Chest heaving, Mayah tried to take in her surroundings. She was lying on her back. The boat’s bow seat had been removed, it seemed, leaving an open space along the base of the vessel for her to lie down in. She was startled when Vek’s face suddenly appeared over the edge of the boat. He cupped his mouth with both hands. “You’re doing great,” he whispered.

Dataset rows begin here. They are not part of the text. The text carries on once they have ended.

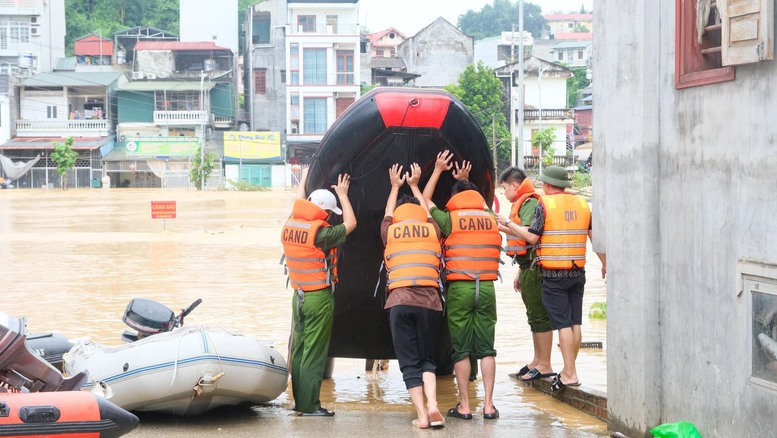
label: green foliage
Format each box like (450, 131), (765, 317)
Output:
(588, 301), (607, 319)
(227, 179), (269, 192)
(567, 67), (588, 108)
(189, 146), (216, 190)
(531, 128), (556, 166)
(572, 172), (591, 189)
(51, 137), (78, 190)
(457, 0), (547, 40)
(65, 0), (179, 56)
(445, 62), (510, 167)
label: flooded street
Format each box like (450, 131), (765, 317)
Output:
(0, 189), (607, 437)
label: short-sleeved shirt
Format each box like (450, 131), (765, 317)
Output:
(529, 198), (591, 278)
(315, 224), (345, 252)
(380, 216), (442, 312)
(515, 196), (540, 265)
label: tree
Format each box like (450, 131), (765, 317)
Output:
(531, 128), (556, 166)
(445, 61), (510, 168)
(567, 67), (588, 108)
(457, 0), (547, 40)
(189, 146), (216, 190)
(51, 137), (78, 190)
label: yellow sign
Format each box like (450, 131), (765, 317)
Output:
(224, 131), (283, 161)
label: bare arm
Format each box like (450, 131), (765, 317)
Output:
(332, 173), (356, 235)
(423, 149), (453, 202)
(405, 163), (431, 217)
(297, 168), (309, 199)
(453, 160), (472, 181)
(384, 163), (405, 216)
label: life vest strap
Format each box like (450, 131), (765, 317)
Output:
(386, 249), (442, 260)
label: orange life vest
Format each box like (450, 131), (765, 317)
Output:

I’m doing great? Mayah didn’t know whether to laugh or cry. That was the kind of thing you said to a princess about her pot spinning on its wheel, or after she’d finished her turn at the oratory table. It certainly wasn’t what you said to a princess lying on a rumpled sheet in the bottom of a cold boat with no idea what was going on!
“I thought you were taking me to Sukren!” Mayah whispered back as loudly as she dared.
“I am. We’re using this boat to pretend to be one of the Rajas-serf pairs that go into the Temple. It’s the only way Rajas can leave the castle without being seen. Don’t worry, it’s a stop on the way to Sukren, nothing more. I don’t want to overstay my welcome at the ‘house of the divine’ any more than you do.”
Mayah took a deep breath. Okay, well, that made sense, although Mayah wished Vek had explained all this to her beforehand. She hadn’t even known the Temple was more than just a monument to symbolically honor Matter and Intelligence. Apparently it was, though, if Rajas-serf pairs were physically going there to worship.
Vek had disappeared from sight. All Mayah could see was the bio-dome overhead. Or at least she thought it was the bio-dome. From this distance the crisscrossing branches were one big colorful smear, orange and yellow and green and blue cutting up the black sky. For Mayah the smear was boat-shaped, framed by the walls sloping up on either side of her head. She could feel beneath her the vessel scraping against a cluster of long-stemmed Earth grasses as Vek jerked it forward, one tug at a time. Several minutes passed. Mayah opened her mouth to ask what kind of worship the Rajas-serf pairs did at the Temple, when Chenmay speech, quite nearby, reached her ears. She shut her mouth. Suddenly there was a splash, and the boat began rocking back and forth. Mayah was rolled to the side, then back again to the other side, her ear and cheek smushed up against the boat’s bioplastic lining, her left glasses’ earpiece pushed upward against the side of her head.
Vek appeared overhead once more. Now he was wearing a village suit; Mayah could tell from the brown fringe around his shoulders. She watched as he dropped his gloves – thud thud – behind his seat. He winked at her again, then whispered, “I’ll be right back.”